WT1 rs16754 polymorphism correlated with favorable outcomes in AML

Wilms’ Tumor-1 (WT1) single nucleotide polymorphism (SNP), SNP rs16754, has been reported that it is an independent prognostic factor for Acute Myeloid Leukemia (AML) patients. However, its role in the clinical outcomes of AML patients is still debatable.

Jessica Petiti from the University of Turin, Turin, Italy, et al. analyzed the association between SNP rs16754 and Overall Survival (OS) or Event Free Survival (EFS) of patients with AML. The data were published ahead of print in Leukemia Research on 29 January 2018.

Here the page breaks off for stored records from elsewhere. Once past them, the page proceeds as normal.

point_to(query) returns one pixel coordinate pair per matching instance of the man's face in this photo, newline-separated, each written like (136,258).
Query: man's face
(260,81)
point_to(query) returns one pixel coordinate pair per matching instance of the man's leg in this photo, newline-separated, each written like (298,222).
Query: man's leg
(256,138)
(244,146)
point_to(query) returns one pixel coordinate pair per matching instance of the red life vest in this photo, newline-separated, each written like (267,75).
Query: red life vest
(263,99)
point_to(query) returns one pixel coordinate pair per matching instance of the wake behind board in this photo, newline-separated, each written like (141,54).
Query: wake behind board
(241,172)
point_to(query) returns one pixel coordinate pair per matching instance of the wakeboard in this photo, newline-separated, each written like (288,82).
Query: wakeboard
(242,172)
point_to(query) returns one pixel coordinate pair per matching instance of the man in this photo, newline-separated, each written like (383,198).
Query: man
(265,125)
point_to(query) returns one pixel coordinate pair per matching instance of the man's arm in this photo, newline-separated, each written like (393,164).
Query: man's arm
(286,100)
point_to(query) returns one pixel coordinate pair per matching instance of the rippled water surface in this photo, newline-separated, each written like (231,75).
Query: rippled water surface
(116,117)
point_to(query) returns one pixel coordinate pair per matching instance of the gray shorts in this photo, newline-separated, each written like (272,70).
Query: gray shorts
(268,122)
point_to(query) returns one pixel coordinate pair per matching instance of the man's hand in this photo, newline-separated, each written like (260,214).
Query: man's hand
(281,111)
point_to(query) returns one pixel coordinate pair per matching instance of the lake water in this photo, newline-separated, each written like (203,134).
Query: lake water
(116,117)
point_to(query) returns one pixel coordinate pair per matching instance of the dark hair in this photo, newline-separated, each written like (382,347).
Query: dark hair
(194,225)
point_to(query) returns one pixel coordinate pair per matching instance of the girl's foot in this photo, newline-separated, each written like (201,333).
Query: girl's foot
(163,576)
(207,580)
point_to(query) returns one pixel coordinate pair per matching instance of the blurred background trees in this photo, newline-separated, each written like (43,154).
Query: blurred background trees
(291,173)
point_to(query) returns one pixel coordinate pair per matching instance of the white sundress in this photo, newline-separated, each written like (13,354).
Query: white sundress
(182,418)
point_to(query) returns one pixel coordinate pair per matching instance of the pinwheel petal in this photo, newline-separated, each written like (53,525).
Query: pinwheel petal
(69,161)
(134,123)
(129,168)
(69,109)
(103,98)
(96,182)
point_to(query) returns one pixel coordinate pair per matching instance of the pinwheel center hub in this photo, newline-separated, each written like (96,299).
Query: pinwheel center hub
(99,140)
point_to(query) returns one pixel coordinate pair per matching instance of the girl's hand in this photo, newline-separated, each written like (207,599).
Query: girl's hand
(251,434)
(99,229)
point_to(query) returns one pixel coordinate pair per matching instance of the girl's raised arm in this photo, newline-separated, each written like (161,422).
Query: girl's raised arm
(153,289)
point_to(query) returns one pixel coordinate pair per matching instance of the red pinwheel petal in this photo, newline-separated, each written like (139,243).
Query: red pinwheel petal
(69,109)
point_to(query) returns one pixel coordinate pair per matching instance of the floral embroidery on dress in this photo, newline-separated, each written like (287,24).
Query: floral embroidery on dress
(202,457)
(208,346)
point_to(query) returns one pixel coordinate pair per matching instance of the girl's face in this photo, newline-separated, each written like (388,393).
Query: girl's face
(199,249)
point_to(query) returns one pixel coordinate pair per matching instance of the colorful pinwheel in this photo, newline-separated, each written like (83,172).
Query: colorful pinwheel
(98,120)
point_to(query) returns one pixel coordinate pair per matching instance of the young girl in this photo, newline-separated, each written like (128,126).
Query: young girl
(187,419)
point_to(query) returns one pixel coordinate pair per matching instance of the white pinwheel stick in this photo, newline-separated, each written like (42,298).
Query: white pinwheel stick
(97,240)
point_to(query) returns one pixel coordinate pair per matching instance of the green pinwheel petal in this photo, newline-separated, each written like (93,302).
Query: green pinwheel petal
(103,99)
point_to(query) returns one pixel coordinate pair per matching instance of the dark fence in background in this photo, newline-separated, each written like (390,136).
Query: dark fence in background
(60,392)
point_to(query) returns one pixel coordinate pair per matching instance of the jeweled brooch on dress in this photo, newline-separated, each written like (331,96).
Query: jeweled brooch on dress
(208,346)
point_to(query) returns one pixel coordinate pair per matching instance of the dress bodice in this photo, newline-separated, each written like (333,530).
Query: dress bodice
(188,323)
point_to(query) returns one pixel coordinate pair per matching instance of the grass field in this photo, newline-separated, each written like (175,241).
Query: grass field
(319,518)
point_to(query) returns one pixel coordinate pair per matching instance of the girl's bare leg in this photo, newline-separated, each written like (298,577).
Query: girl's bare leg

Using a sensitive tool, peptide nucleic acid (PNA) directed polymerase chain reaction (PCR) Clamping technology, to identify polymorphisms, the authors analyzed bone marrow (BM) or peripheral blood (PB) mononuclear cells from 87 AML patients.  

Key findings:

• WT1 rs16754 polymorphism (rs16754 GA/GG) was found in 32.2% (28/87) of all cases
• Median OS in patients with rs16754 GA/GG (n = 28) and rs16754 AA (n = 59) genotype: 84 vs 9 months, P < 0.0001
• Median EFS in patients with rs16754 GA/GG and rs16754 AA genotype: 23 vs 3 months, P < 0.0001
• Compared to WT1 rs16754 AA, median OS was significantly better in WT rs16754 GA/GG patients treated with chemotherapy (P = 0.0007) and demethlyating therapy (P = 0.0095)
• WT1 rs16754 GA/GG expression at diagnosis was an independent predictor of EFS (HR = 0.2, P < 0.0001) and OS (HR = 0.087), P < 0.0001

The study group concluded by stating that WT1 rs16754 GA/GG genotype correlated with favorable outcomes in adult patients with AML. Even though these data require further validations, the authors suggested that WT1 rs16754 GA/GG could be used as an independent prognostic factor for risk-stratification in AML.